Tech Briefs: Why do you use a high frequency signal?

Fan: The reason we generate a high frequency is because It's sort of like a CT scan — an ultrasonic CT scan. We swipe a range of frequencies because our ear canal has different structures that higher frequencies can explore with better resolution, in order to identify the distinctive shape of a particular ear canal. We sweep the frequencies to find the one that gives us the best results for that ear.

Tech Briefs: How do you generate the sweep signal?

Fan: A chirp generator is included in our software.

We have a fully automated process. There are two steps. The first step is to detect whether your headphones are on your head, then you run the application.

We use an interesting trick to check whether the headphones are on your head. It’s based on the seashell effect. When you're walking on the shore, if you pick up a seashell and clamp it close to your ear, you hear something like a sea noise. That's because the seashell and your ear canal form a semi-sealed enclosure of space that resonates and amplifies some frequency.

It’s the same with headphones. When you have the headphones on your ear, some frequency has been amplified and we can detect whether or not the headphone is on your ear by simply looking at the signal strength at various frequencies. If the headphone’s on your head, we start sending a chirp.

But we’re not limited to these four applications. We could also do measurements like step counts and respiration monitoring.

Tech Briefs: How would you know whether an input is from steps or from breathing?

Fan: The signals would be different from each other so you could use a deep learning model to distinguish them.

This could also be used for eldercare. It could recognize if a person fell, so we should call 911. We are also planning to work on that.

The core intellectual contribution for our project is we presented a platform that can make stock headphones become smart, which enables an array of possible applications. At a high level, this technology can enable a ubiquitous human/headphone/network interface because so many existing "dumb" headphones out there could benefit from HeadFi.

Tech Briefs: When you say platform, do you mean software?
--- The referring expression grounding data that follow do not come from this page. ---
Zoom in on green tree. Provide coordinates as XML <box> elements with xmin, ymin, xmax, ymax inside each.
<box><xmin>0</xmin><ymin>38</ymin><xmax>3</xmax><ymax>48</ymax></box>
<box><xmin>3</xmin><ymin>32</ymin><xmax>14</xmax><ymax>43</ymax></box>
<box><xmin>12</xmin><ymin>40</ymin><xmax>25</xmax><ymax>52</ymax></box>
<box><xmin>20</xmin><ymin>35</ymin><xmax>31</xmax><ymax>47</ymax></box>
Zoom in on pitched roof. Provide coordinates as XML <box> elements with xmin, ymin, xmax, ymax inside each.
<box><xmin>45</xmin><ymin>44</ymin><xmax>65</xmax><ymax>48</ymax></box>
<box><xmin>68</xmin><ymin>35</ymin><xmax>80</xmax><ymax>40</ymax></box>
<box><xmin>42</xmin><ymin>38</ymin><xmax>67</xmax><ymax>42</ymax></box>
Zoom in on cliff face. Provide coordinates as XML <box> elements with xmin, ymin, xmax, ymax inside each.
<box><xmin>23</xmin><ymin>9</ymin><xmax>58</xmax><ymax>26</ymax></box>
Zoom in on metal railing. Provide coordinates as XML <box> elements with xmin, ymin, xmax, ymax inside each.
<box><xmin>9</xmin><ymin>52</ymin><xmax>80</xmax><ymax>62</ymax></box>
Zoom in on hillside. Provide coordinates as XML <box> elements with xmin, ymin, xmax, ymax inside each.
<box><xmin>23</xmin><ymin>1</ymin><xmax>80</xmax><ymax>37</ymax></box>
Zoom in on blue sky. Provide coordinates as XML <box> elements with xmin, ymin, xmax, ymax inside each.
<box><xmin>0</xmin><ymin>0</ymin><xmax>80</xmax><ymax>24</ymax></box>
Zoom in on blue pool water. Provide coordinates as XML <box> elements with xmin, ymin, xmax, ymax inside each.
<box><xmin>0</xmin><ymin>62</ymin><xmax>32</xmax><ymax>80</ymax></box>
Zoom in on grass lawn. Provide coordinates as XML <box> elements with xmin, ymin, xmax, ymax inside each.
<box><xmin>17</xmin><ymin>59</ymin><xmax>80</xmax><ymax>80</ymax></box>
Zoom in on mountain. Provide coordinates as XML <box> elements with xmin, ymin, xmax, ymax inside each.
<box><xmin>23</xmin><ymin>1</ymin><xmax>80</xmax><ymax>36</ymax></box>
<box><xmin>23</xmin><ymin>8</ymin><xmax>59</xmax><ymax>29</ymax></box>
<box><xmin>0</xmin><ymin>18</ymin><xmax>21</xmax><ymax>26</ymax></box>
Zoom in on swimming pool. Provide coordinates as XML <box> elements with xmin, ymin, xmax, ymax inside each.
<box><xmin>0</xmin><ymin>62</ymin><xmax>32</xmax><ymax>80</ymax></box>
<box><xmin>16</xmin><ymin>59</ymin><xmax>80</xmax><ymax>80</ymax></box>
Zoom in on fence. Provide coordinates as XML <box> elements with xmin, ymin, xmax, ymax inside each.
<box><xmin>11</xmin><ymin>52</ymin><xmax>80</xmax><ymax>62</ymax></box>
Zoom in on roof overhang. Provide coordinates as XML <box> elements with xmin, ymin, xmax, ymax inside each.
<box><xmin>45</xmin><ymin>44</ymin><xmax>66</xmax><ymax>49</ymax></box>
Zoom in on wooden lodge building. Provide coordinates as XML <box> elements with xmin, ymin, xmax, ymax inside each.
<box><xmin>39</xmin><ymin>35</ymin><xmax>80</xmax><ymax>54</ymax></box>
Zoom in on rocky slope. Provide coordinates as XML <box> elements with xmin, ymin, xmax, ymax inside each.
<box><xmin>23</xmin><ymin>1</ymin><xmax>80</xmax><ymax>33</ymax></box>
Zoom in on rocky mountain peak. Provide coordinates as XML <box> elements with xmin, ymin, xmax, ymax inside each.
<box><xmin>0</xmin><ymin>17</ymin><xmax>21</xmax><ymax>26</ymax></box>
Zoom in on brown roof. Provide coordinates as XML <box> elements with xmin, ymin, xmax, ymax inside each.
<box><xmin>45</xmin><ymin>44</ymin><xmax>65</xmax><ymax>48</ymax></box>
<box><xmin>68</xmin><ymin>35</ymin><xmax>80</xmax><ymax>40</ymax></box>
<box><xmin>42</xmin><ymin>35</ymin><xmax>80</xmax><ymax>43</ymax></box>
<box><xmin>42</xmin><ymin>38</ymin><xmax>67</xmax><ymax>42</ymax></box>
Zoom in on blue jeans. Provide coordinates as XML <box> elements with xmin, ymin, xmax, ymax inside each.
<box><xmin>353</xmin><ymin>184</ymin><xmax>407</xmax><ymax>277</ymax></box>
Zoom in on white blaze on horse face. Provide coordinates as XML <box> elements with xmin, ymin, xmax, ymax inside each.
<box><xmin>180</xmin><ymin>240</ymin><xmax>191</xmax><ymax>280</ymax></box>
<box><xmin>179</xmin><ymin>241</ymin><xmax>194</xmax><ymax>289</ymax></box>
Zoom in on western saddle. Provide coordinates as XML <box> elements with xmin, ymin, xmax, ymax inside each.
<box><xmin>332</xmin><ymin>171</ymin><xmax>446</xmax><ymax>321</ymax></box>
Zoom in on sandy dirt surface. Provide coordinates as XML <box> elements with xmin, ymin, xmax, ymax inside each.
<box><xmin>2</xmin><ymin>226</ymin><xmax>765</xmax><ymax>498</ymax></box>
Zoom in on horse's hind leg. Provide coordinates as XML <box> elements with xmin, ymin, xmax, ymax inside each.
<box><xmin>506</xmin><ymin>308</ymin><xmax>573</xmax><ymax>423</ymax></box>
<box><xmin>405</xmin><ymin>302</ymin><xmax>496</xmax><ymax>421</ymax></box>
Fan: It’s a software/hardware solution. The hardware is a Wheatstone bridge to do the cancellation between the left and right drivers. After that, we need to do signal processing for tasks like classification, including support for vector machine or deep learning frameworks. So, although it's a software/hardware combined solution, the hardware can be extremely simple — as simple as just two resistors.

Tech Briefs: You have an adapter that you plug in?

Fan: Yes, that's our current prototype of the hardware.

Tech Briefs: And then you would have to design an app to download load into the smartphone?

Fan: Yes, the adapter we are currently using has a USB Type C connection, which is quite common with headphones and cell phones right now.

Tech Briefs: Do you have a rough idea of when this might become commercialized?

Fan: We are using the Rutgers commercialization center website to look for a partner at this moment and are exploring potential partners like Apple or Samsung or Microsoft. We are also developing upgraded hardware, since our current adapter is just an open printed circuit board. So far, we have been able to shrink the board size at this moment down to 3 cm x 2 cm. We are aiming to make it plug and play and we're also writing Android software to make it easy to demonstrate.

An edited version of this interview appeared in the May 2021 issue of Tech Briefs.